The methods employed in this study include CNNs [52], SOMs [53], and KAN [54] layers, each offering unique advantages. CNNs effectively extract local and global features from images, while SOMs excel at clustering data with complex, nonlinear structures [55]. In contrast, KAN layers, applied for the first time in this study for fungal classification, offer advanced modeling capabilities for intricate data patterns [14]. For instance, the EfficientNet-B0 model, which achieved 97% accuracy, a 97% F1-score, and a 99% AUC, demonstrated significant advantages in biologically dense imaging studies [56]. On the other hand, lighter models like ShuffleNet, with 95% accuracy and a 95% F1-score, offer high accuracy with lower computational costs and faster processing times (Table 2) [57]. The limited dataset size may pose an overfitting risk for deep learning models. To mitigate this, extensive data augmentation and early stopping techniques were employed. Moreover, the parallel trends in training and test performance support the generalization capability of the models.

An analysis of the algorithms used in the literature reveals that CNNs are widely employed in various applications, including medical image processing, remote sensing, object recognition, and biological tissue analysis [58]. CNN-based deep learning models, in particular, have demonstrated high accuracy rates in complex classification tasks, especially in medical diagnostics and bioinformatics [59]. In this study, the EfficientNet-B0 model achieved 97% accuracy, a 97% F1-score, and a 99% AUC, outperforming similar studies in the literature [60]. The MobileNetV3-L model also produced impressive results, with 96% accuracy, a 96% F1-score, and a 99% AUC, highlighting the effectiveness of AI-based approaches in biological data classification (Table 2).

5. Conclusions

In this study, the performance of deep learning models used for the classification of Discomycetes species was comprehensively evaluated. EfficientNet-B0 emerged as the best-performing model, achieving 97% accuracy, a 97% F1-score, and a 99% AUC, highlighting its critical importance for accurate biodiversity classification and conservation. The MobileNetV3-L model followed closely with 96% accuracy, a 96% F1-score, and a 99% AUC, while ShuffleNet also demonstrated impressive results with 95% accuracy and a 95% F1-score. In contrast, the EfficientNet-B4 model showed lower performance, with 89% accuracy, an 89% F1-score, and a 93% AUC, indicating its relative disadvantage in extracting fine-grained biological features. These results underscore the superior feature extraction capabilities and overall accuracy of EfficientNet-B0 and MobileNetV3-L.

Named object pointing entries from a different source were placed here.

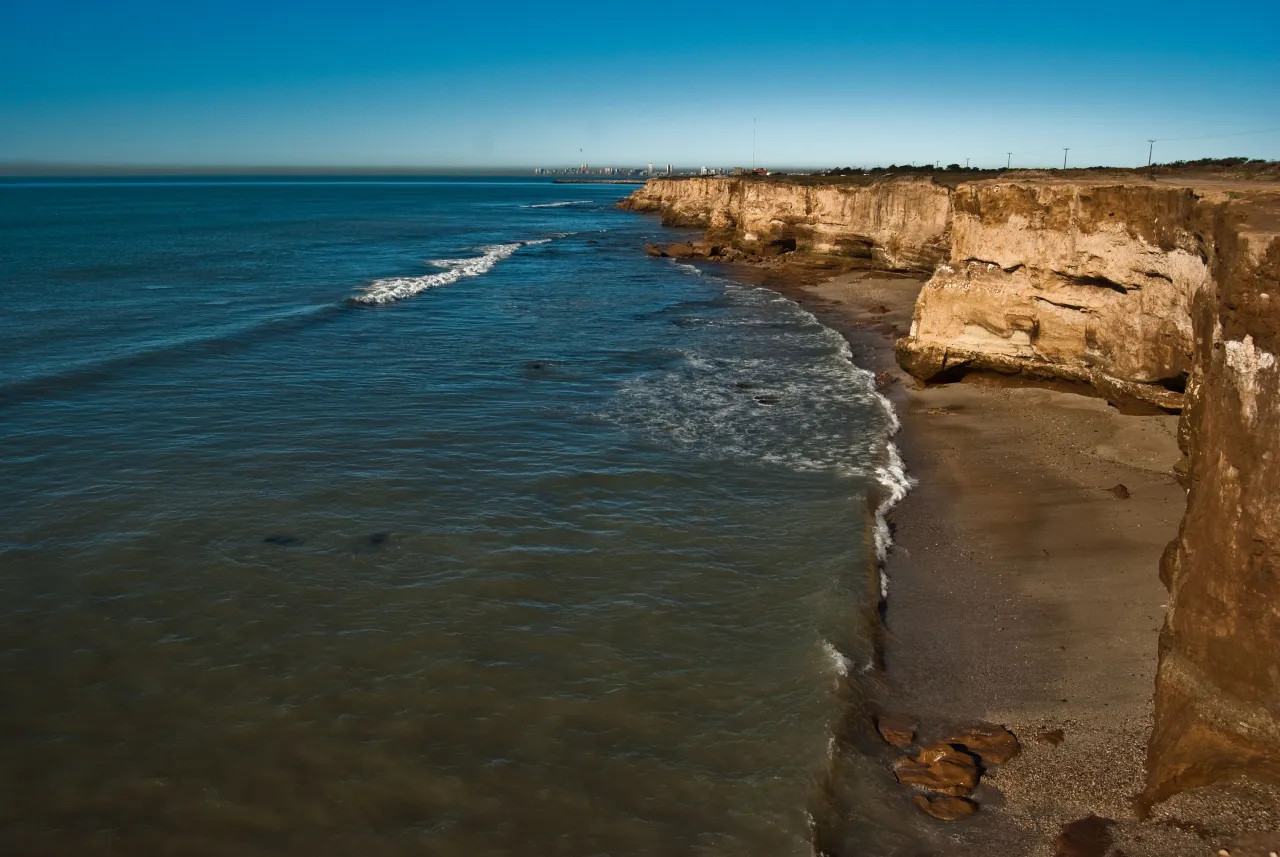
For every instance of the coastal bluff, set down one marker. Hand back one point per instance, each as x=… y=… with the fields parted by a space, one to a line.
x=1157 y=294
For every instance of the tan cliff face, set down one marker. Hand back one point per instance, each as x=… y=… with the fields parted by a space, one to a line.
x=1080 y=282
x=1217 y=691
x=1141 y=289
x=899 y=225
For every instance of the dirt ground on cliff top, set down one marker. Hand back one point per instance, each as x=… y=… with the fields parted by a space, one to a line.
x=1023 y=591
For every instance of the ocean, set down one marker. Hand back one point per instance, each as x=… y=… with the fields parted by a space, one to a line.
x=402 y=517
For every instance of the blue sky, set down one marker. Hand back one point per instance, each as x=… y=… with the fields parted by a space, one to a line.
x=487 y=83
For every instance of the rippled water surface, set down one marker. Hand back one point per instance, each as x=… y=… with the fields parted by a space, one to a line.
x=421 y=517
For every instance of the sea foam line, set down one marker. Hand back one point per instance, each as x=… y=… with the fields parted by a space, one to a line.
x=397 y=288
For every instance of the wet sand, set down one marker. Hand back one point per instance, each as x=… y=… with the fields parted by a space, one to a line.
x=1025 y=592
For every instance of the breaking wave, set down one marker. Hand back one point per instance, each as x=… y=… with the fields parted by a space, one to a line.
x=397 y=288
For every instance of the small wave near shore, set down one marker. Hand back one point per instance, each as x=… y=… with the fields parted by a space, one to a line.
x=397 y=288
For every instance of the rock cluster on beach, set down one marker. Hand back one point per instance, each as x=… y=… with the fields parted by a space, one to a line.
x=1159 y=296
x=945 y=773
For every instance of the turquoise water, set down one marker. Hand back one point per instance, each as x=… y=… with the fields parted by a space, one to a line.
x=412 y=517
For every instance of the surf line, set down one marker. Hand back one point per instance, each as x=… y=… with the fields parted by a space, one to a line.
x=397 y=288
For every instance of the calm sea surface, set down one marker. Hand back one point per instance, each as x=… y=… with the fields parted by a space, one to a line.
x=412 y=517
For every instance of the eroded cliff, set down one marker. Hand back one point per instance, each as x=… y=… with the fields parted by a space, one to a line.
x=1162 y=293
x=897 y=225
x=1079 y=282
x=1217 y=691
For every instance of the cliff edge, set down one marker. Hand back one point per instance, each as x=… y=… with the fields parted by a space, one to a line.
x=1146 y=290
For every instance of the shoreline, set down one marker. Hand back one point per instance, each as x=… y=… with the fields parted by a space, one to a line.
x=1023 y=591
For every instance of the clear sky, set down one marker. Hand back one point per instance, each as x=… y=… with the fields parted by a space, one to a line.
x=483 y=83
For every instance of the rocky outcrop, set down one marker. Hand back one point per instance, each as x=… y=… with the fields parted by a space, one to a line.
x=896 y=224
x=1066 y=280
x=1217 y=690
x=1166 y=294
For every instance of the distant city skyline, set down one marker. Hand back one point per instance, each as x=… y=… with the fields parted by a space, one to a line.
x=497 y=85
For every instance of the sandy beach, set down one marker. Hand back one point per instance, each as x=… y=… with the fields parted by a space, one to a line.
x=1023 y=590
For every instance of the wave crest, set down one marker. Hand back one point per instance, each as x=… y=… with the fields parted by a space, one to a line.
x=397 y=288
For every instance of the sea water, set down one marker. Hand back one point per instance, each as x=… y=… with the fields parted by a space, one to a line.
x=414 y=517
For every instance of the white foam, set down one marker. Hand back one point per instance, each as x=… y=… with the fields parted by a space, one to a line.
x=839 y=661
x=397 y=288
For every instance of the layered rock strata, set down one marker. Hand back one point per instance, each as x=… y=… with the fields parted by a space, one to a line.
x=1217 y=690
x=1073 y=282
x=1168 y=294
x=897 y=225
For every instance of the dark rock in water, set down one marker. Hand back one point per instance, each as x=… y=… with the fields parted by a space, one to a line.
x=947 y=809
x=1087 y=837
x=895 y=729
x=941 y=769
x=991 y=743
x=1052 y=737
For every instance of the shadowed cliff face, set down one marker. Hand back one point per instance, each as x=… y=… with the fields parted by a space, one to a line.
x=1217 y=691
x=897 y=225
x=1143 y=290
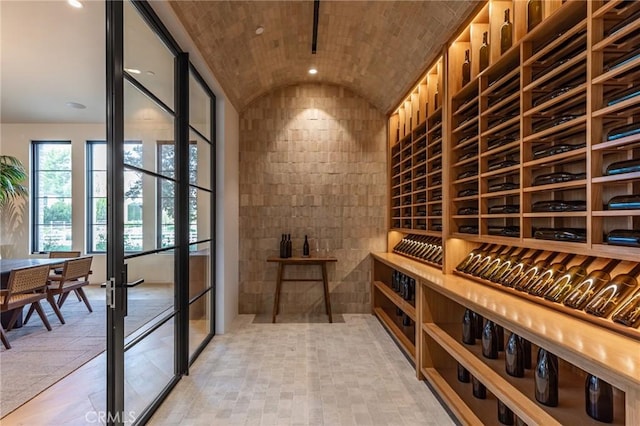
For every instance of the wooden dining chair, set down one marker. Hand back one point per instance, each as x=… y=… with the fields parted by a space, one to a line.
x=75 y=275
x=59 y=254
x=26 y=286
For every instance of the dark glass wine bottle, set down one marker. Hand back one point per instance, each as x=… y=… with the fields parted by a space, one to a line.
x=468 y=328
x=484 y=52
x=583 y=292
x=305 y=247
x=505 y=415
x=479 y=390
x=629 y=313
x=466 y=69
x=605 y=301
x=490 y=340
x=598 y=398
x=563 y=285
x=506 y=32
x=534 y=13
x=463 y=374
x=546 y=378
x=514 y=356
x=477 y=325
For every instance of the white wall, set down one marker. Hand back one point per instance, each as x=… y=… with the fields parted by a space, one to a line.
x=227 y=224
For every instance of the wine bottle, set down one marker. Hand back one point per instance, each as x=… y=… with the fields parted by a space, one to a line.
x=545 y=151
x=463 y=374
x=563 y=285
x=477 y=325
x=558 y=177
x=466 y=69
x=510 y=277
x=529 y=276
x=598 y=398
x=505 y=415
x=559 y=206
x=629 y=313
x=577 y=235
x=526 y=348
x=495 y=263
x=624 y=237
x=615 y=291
x=484 y=52
x=546 y=378
x=479 y=390
x=505 y=266
x=514 y=356
x=583 y=292
x=468 y=328
x=621 y=167
x=485 y=261
x=623 y=131
x=624 y=202
x=305 y=247
x=546 y=278
x=506 y=32
x=490 y=340
x=534 y=13
x=283 y=247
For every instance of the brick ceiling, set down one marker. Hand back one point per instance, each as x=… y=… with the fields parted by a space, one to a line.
x=377 y=49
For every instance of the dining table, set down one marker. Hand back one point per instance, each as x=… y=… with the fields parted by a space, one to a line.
x=7 y=265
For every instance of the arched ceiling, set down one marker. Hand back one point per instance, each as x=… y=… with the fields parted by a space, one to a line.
x=378 y=49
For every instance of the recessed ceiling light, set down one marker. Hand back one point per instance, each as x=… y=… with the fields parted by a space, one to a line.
x=75 y=105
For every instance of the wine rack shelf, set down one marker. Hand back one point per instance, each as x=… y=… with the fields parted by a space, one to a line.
x=581 y=346
x=543 y=118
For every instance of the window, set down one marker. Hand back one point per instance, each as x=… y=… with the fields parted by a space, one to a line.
x=166 y=191
x=51 y=196
x=97 y=197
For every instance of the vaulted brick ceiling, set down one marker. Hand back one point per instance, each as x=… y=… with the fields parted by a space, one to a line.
x=377 y=49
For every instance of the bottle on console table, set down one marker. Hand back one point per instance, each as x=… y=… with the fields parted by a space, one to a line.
x=546 y=378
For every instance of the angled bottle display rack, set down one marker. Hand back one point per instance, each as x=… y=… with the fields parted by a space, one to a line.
x=521 y=144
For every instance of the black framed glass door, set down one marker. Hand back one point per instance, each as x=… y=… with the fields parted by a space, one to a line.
x=160 y=261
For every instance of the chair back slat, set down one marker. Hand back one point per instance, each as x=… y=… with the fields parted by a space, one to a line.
x=26 y=280
x=77 y=268
x=60 y=254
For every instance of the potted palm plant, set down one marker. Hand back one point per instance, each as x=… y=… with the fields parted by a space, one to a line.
x=12 y=174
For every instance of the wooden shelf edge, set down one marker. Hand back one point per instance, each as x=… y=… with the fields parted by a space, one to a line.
x=457 y=406
x=503 y=390
x=405 y=344
x=396 y=299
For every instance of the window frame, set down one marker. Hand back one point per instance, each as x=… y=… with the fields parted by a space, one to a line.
x=34 y=226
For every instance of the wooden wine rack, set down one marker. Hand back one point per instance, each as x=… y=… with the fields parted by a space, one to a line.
x=491 y=133
x=481 y=144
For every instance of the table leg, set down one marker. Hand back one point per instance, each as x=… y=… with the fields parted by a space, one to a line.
x=276 y=297
x=327 y=300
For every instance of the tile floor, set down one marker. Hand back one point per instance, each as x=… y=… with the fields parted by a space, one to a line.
x=302 y=374
x=349 y=373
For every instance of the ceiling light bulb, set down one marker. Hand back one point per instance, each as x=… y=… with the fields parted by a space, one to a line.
x=75 y=105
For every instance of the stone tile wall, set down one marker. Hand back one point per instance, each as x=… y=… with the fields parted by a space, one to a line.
x=312 y=161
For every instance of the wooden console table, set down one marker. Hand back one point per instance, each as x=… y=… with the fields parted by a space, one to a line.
x=320 y=261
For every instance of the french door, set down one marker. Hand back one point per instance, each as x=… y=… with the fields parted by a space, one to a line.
x=160 y=259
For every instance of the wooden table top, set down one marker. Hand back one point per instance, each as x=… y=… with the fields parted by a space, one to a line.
x=301 y=260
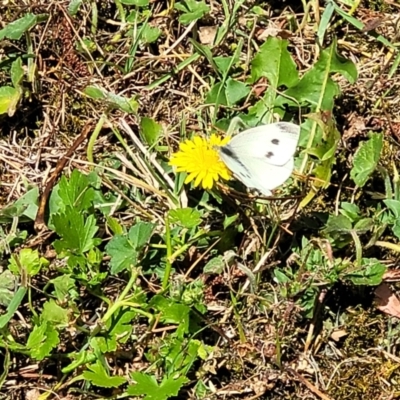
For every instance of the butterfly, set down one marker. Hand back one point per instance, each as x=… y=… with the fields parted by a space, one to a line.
x=262 y=157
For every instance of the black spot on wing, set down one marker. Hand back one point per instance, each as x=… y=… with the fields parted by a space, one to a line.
x=269 y=154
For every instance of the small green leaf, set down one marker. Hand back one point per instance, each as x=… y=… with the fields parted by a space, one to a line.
x=214 y=266
x=42 y=340
x=185 y=217
x=147 y=385
x=17 y=28
x=17 y=72
x=99 y=376
x=9 y=98
x=150 y=130
x=192 y=10
x=235 y=91
x=124 y=249
x=54 y=314
x=137 y=3
x=370 y=273
x=366 y=159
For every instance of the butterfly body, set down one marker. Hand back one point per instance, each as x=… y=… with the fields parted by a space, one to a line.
x=262 y=157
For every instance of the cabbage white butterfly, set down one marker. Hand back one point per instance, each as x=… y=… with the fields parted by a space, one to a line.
x=262 y=157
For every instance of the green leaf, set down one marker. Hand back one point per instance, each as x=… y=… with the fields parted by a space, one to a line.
x=73 y=7
x=370 y=273
x=338 y=223
x=9 y=98
x=316 y=87
x=186 y=217
x=171 y=313
x=13 y=306
x=29 y=260
x=137 y=3
x=125 y=250
x=150 y=130
x=54 y=314
x=42 y=340
x=150 y=34
x=147 y=385
x=17 y=28
x=116 y=101
x=8 y=282
x=366 y=159
x=274 y=62
x=100 y=377
x=17 y=72
x=235 y=91
x=192 y=10
x=217 y=95
x=350 y=210
x=76 y=233
x=214 y=266
x=63 y=285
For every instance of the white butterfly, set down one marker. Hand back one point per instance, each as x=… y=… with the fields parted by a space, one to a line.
x=262 y=157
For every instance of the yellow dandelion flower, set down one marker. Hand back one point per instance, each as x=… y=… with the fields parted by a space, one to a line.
x=199 y=158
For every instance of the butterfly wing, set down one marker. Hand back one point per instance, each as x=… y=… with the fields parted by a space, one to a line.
x=262 y=157
x=276 y=143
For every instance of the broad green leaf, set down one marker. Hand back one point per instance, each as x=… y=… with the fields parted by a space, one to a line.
x=17 y=72
x=137 y=3
x=54 y=314
x=42 y=339
x=192 y=10
x=185 y=217
x=370 y=273
x=125 y=249
x=13 y=306
x=150 y=130
x=17 y=28
x=235 y=91
x=316 y=87
x=9 y=98
x=338 y=223
x=274 y=62
x=78 y=234
x=29 y=260
x=350 y=210
x=366 y=159
x=73 y=7
x=214 y=266
x=97 y=375
x=8 y=282
x=150 y=34
x=217 y=95
x=147 y=385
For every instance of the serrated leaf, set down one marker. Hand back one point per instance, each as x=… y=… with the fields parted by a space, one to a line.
x=316 y=87
x=99 y=376
x=147 y=385
x=366 y=159
x=78 y=234
x=186 y=217
x=125 y=250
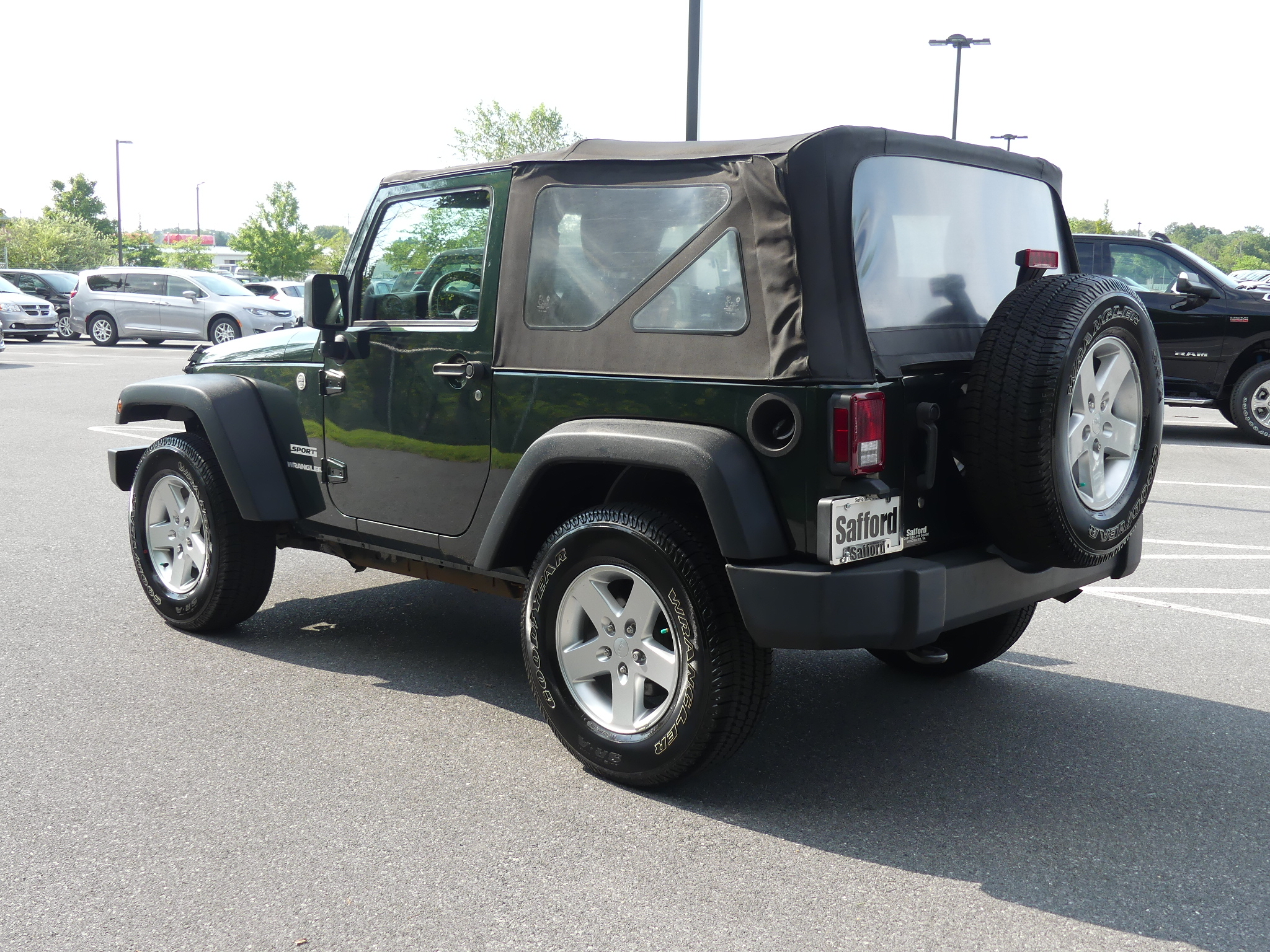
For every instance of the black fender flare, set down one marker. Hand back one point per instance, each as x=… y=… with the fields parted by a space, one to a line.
x=718 y=461
x=249 y=425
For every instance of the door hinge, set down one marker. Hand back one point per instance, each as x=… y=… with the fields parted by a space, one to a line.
x=333 y=382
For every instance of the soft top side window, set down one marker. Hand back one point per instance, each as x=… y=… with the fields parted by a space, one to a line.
x=593 y=245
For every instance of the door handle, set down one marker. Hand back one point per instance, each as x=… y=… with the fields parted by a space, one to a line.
x=333 y=382
x=460 y=368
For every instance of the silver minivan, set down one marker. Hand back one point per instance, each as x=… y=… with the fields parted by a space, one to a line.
x=169 y=304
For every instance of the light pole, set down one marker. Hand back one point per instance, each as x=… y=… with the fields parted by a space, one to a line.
x=1010 y=138
x=961 y=43
x=118 y=196
x=694 y=70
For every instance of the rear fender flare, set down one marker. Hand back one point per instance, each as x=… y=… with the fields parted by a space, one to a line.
x=719 y=464
x=247 y=421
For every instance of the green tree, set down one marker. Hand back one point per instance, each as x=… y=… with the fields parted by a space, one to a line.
x=56 y=243
x=191 y=254
x=140 y=250
x=334 y=244
x=78 y=200
x=495 y=134
x=275 y=239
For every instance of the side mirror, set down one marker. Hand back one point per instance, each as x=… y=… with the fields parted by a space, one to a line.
x=1189 y=283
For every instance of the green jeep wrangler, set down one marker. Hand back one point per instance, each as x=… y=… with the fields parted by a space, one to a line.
x=690 y=403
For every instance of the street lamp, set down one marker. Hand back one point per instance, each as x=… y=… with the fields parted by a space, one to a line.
x=1010 y=138
x=961 y=43
x=694 y=70
x=118 y=196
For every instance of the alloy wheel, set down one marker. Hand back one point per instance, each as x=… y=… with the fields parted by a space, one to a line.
x=1104 y=425
x=175 y=535
x=616 y=649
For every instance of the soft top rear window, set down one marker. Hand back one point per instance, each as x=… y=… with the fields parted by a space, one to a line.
x=935 y=247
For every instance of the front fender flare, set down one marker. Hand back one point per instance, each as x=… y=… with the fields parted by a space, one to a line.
x=234 y=415
x=719 y=464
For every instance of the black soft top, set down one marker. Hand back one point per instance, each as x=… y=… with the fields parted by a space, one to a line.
x=791 y=207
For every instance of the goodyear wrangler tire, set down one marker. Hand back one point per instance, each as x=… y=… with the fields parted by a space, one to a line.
x=636 y=650
x=202 y=566
x=1062 y=420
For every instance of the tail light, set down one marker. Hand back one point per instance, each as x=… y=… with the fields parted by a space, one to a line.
x=860 y=433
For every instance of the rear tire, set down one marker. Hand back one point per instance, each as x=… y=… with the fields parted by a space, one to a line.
x=1250 y=403
x=102 y=330
x=1064 y=419
x=201 y=564
x=969 y=646
x=652 y=697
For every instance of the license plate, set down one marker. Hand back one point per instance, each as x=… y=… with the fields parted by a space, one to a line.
x=854 y=528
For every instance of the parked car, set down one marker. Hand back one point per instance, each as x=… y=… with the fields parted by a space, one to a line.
x=728 y=397
x=290 y=294
x=23 y=315
x=54 y=287
x=166 y=304
x=1214 y=335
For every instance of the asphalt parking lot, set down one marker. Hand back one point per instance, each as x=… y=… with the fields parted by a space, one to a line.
x=361 y=767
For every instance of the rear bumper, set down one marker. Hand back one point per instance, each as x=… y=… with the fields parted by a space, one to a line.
x=902 y=602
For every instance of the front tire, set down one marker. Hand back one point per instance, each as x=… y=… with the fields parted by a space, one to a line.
x=64 y=328
x=969 y=646
x=201 y=564
x=102 y=330
x=636 y=650
x=223 y=330
x=1250 y=403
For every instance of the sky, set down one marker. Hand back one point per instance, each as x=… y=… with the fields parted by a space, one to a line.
x=332 y=97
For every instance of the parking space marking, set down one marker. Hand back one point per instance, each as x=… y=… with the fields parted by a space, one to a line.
x=1185 y=592
x=1207 y=545
x=1105 y=593
x=1214 y=485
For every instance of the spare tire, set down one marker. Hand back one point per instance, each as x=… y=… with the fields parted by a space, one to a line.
x=1062 y=420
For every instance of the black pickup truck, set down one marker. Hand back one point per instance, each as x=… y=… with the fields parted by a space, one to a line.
x=1214 y=335
x=690 y=403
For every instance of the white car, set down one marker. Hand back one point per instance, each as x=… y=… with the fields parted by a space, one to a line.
x=169 y=304
x=290 y=294
x=24 y=315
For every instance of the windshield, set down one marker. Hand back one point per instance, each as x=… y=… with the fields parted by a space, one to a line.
x=223 y=286
x=61 y=281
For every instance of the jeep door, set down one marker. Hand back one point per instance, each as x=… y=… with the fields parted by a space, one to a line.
x=1191 y=340
x=412 y=427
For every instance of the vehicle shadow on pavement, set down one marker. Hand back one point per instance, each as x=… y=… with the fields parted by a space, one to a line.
x=424 y=638
x=1126 y=808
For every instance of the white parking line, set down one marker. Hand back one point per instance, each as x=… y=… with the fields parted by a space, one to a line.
x=1104 y=593
x=1214 y=485
x=1185 y=592
x=1207 y=545
x=1207 y=558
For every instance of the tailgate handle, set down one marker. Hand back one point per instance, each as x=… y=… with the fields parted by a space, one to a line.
x=926 y=416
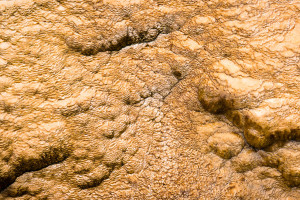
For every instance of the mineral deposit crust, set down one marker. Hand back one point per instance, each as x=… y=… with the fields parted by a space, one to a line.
x=136 y=99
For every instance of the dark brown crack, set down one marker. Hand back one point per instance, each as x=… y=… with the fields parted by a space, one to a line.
x=49 y=157
x=129 y=35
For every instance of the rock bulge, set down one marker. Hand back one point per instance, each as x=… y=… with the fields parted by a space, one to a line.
x=149 y=99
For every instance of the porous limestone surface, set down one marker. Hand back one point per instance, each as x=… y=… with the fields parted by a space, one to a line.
x=136 y=99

Explainable artificial intelligence (XAI) techniques, particularly Grad-CAM and Score-CAM, played a crucial role in this study by providing transparency into the decision-making processes of deep learning models. These methods significantly enhanced the interpretability of classification decisions, ensuring the reliability of AI systems in biological data analysis. The high performance of the EfficientNet-B0 model, combined with Score-CAM-based visualizations, demonstrates its robustness and reliability for biological classification tasks.

For future research, the development of more precise classification systems using larger datasets and more advanced AI models is recommended in fields such as biological data analysis, ecosystem modeling, bioinformatics, agricultural technology, environmental monitoring, and medical imaging. Specifically, applications in microorganism species identification, disease diagnosis, genetic data analysis, and biodiversity monitoring stand to benefit significantly from explainable AI approaches. The findings of this study can guide the development of these systems, setting new standards for biological data analysis.